Mieux comprendre l’histoire africaine permet de prendre conscience du présent et de modifier l’avenir. L’histoire de l’esclavage en fait partie et pèse encore sur le présent. Le Docteur Yaya SY Anthropologue et Professeur d’Histoire nous invite ici à une leçon d’histoire pertinente.
En Afrique, pour diverses raisons, la lecture et l’accès à des documents scientifiques de qualité demeurent limités. Cela favorise parfois des discours de négationnisme ou de révisionnisme, notamment sur la question de l’implication des sociétés africaines dans l’esclavage transsaharien et transatlantique.
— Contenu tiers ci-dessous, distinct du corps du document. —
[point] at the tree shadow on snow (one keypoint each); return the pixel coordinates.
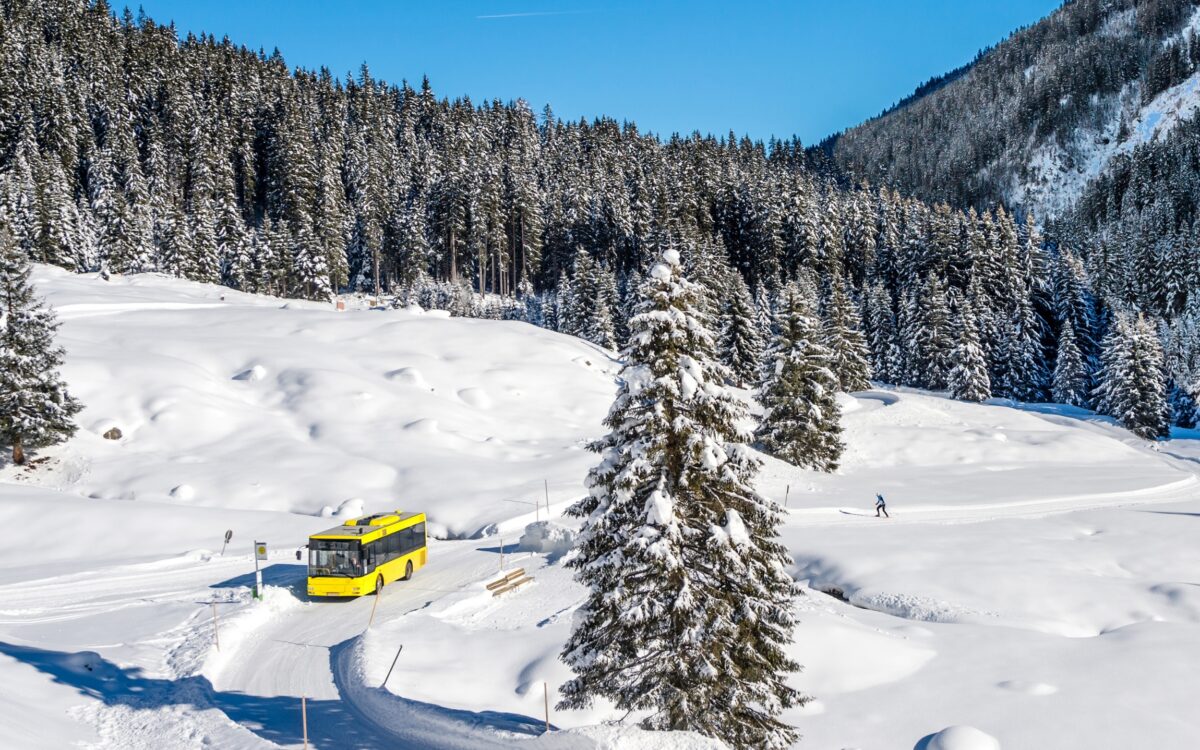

L’implication dans l’esclavage arabo-musulman
Dès le VIIe siècle, les féodalités africaines ont été impliquées, à des degrés divers, dans l’esclavage arabo-musulman. Cette réalité, bien documentée, est parfois niée mais reste incontestable.
Les débuts de l’esclavage atlantique (XVe – XVIIe siècles)
- Les Portugais : arrivés dès le milieu du XVe siècle, ils corrompent des rois africains par des cadeaux et fournissent des armes pour affaiblir leurs adversaires et en faire des vassaux.
- Les Français : installés à Saint-Louis en 1659, ils participent aussitôt au commerce d’esclaves en Sénégambie. À partir de 1666, ils remontent le fleuve Sénégal en payant droits de passage et cadeaux aux souverains, avant de s’imposer par la force.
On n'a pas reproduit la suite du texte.